9 Plotting (geo)spatial data
9.1 Introduction
Geographic Information Systems (GIS) are a cornerstone of modern data analysis across many disciplines. Geospatial engineers use GIS to plan infrastructure, geographers use it to study human and physical landscapes, and archaeologists use it to map excavation sites and analyse spatial patterns in artefacts. Many universities offer dedicated modules on GIS, and you may encounter such courses in Geography, Environmental Science, or Engineering programmes.
As data scientists, we should not lag behind these specialists. The good news
is that the grammar of graphics aligns remarkably well with how GIS works.
Just as we build statistical graphics layer by layer in ggplot2, GIS
practitioners build maps by layering geographic features on top of one another.
This conceptual alignment means that once you understand ggplot2, working
with spatial data is a natural extension rather than a completely new skill.
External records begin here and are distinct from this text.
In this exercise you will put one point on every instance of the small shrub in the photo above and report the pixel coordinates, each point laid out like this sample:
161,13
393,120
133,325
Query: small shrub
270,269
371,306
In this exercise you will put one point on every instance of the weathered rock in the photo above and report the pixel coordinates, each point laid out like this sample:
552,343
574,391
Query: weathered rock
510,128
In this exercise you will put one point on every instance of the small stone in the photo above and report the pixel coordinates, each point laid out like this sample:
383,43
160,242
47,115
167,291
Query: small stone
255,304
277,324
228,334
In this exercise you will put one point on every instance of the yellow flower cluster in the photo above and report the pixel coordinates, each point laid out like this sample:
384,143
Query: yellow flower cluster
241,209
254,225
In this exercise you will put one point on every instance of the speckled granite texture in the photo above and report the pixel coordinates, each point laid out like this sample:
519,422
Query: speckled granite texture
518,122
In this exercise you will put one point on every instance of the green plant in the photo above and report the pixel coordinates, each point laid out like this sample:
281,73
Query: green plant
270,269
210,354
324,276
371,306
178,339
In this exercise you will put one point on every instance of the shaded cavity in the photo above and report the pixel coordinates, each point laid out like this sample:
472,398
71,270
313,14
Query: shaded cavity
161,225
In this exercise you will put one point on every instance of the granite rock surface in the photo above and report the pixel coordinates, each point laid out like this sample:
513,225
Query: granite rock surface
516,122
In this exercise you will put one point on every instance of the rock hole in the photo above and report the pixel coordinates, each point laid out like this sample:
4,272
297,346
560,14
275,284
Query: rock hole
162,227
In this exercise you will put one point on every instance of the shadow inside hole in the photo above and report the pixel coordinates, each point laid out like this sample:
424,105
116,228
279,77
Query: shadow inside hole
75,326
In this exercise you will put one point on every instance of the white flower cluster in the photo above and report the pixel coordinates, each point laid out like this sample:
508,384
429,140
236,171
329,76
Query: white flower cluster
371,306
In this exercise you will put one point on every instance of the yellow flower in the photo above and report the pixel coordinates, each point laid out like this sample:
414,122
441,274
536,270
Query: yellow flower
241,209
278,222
In this chapter, we focus on creating static maps using ggplot2. In Chapter
10, we will explore interactive versions that allow users
to zoom, pan, and click on map features.
9.2 Why not just use geom_point()?
If you have a dataset with coordinates — say, longitude and latitude, or
easting and northing — you might think: “Can’t I just use geom_point() with
aes(x = longitude, y = latitude)?” The answer is: yes, but only for simple
cases.
# This works for a single dataset
ggplot(my_data, aes(x = longitude, y = latitude)) +
geom_point()However, this approach breaks down when you want to:
- Overlay multiple datasets that use different coordinate systems (e.g., one uses longitude/latitude, another uses British National Grid easting/northing)
- Add a background map from a different source
- Ensure geographic accuracy across different regions of the world
The problem is that geom_point() treats coordinates as simple numbers on
Cartesian axes. It has no understanding that these numbers represent locations
on Earth, or that different coordinate systems exist.
9.2.1 The sf solution
The sf package solves this by attaching coordinate reference system (CRS)
metadata to your data. When you use geom_sf() instead of geom_point(),
ggplot2 knows:
- What coordinate system each dataset uses
- How to transform coordinates between systems
This means that the same point on Earth will appear in the same position on your plot, even if different datasets represent that point using different coordinate systems. You can layer a dataset in longitude/latitude on top of a map in British National Grid, and they will align correctly.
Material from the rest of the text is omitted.